Rimini Street has published the findings of the Censuswide Buyers Sentiment Survey, “IT Leaders: The Future Outlook Report 2023,” examining CIOs’ and CTOs’ IT strategies, initiatives, challenges and focus. The Rimini Street-sponsored research polled more than 1,000 respondents across more than seven industries in the UK, Ireland, the Nordics and the Gulf states, and found IT leaders continuing to prioritize digital transformation and interoperability of technologies to achieve strategic, financial and operational business objectives in 2023. The report further showed that respondents had to balance their digital innovation investments against a variety of current challenges affecting their organization such as talent shortages, supply chain disruptions, macroeconomic cost inflation and geo-political realities, including complex global sanctions and de-globalization.

Key Survey Respondent Findings

· 62% say digital transformation is a high priority in 2023, but among this group, 77% are only in the planning stage of projects and 56% currently do not have a digital transformation project;

· 76% of respondents have heard of composable ERP, and 84% of this group are expected to make investments in composable ERP in 2023;

· 47% feel the increased cost of living has led to the inability to meet salary expectations for new and existing staff;

· 67% want to reduce legacy enterprise application support costs by switching to third-party support.

Digital Transformation for Composable ERP

A majority of IT leaders agree that a digital transformation project is in their near-term roadmap, however, there are mixed sentiments due to scarcity of budget, IT skills and labor. There is also a weighing of possible security and implementation risks associated with embarking on such projects, as noted by 43% of respondents. The number one driver towards making such investments in 2023 is to pivot towards becoming a much more flexible, scalable and agile organization, with a strong movement towards migration to the cloud to allow for composability and compatibility of their existing IT technology stack and enterprise application with new software applications that fit their unique business needs.
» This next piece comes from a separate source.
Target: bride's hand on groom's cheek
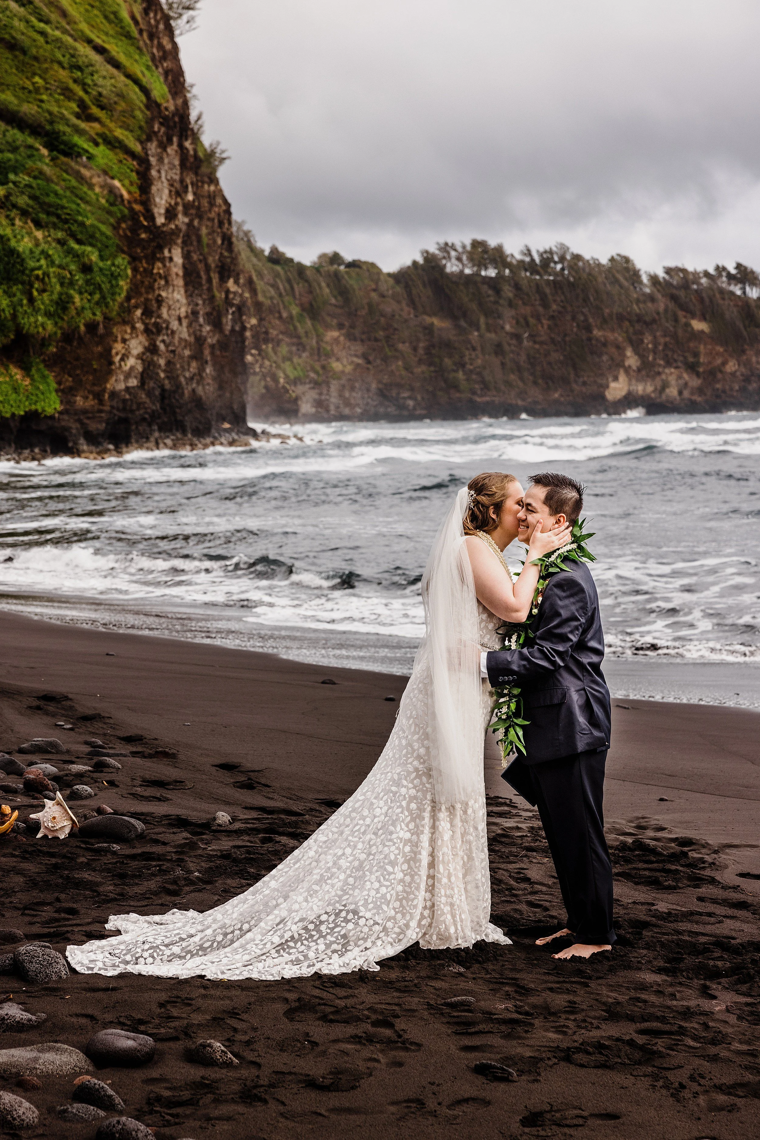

Respondents strongly believe the adoption of composable ERP strategies should be considered a change management program requiring employee buy-in (47%), and that IT leaders should plan for additional talent and financial resources to support the new ecosystem of technologies (43%).

CXOs Take Action Against Low-Value Vendor Support

While increases in IT budget for the new year remain conservative, 44% of IT leaders feel additional pressure by their board of directors to show increased return on investments for their technology spend. With a significant portion of IT budget allocated towards enterprise application software, CIOs and CTOs are reviewing the total cost of ownership associated with their purchase and maintenance of enterprise applications, especially the increased cost of hiring internal resources and additional contractors to close the gap when vendors fail to provide quality support.

Other respondent-noted pain points include:

· Being locked into an existing enterprise software contract (20%);

· Requirement of unnecessary upgrades to resolve issues (51%);

· Having to reproduce the issue to prove the root cause to the vendor before receiving support (40%).

A majority of IT leaders (67%) seek to reduce the total cost of ownership for existing, matured enterprise software by switching to third-party support programs, with almost half of participants (48%) looking to outsource support and maintenance services to free up their IT teams to work on more strategic, innovation-focused projects.

Talent and Skills Shortage Paves Way for Innovative Hiring, Retention and Reskilling Strategies

Across the globe, organizations are finding continued challenge in filling the talent and skills shortage while preventing the loss of key staff due to burnout (42%). The increased workload for those remaining signals loss of productivity as they become much more reactionary, “fighting fires” instead of working on projects to optimize and evolve their IT roadmap (46%). Surveyed respondents are embracing the new talent acquisition and retention environment by becoming more flexible in their hiring models, including the hiring of talent with less experience and fewer skills, but with a willingness to learn (60%). Other actions taken to fill the talent gap include cross-training of existing staff (39%), offering unique perks and benefits such as a 4-day workweek, and engaging third-party services to provide ongoing or project-based support, application management or outsourcing services (47%).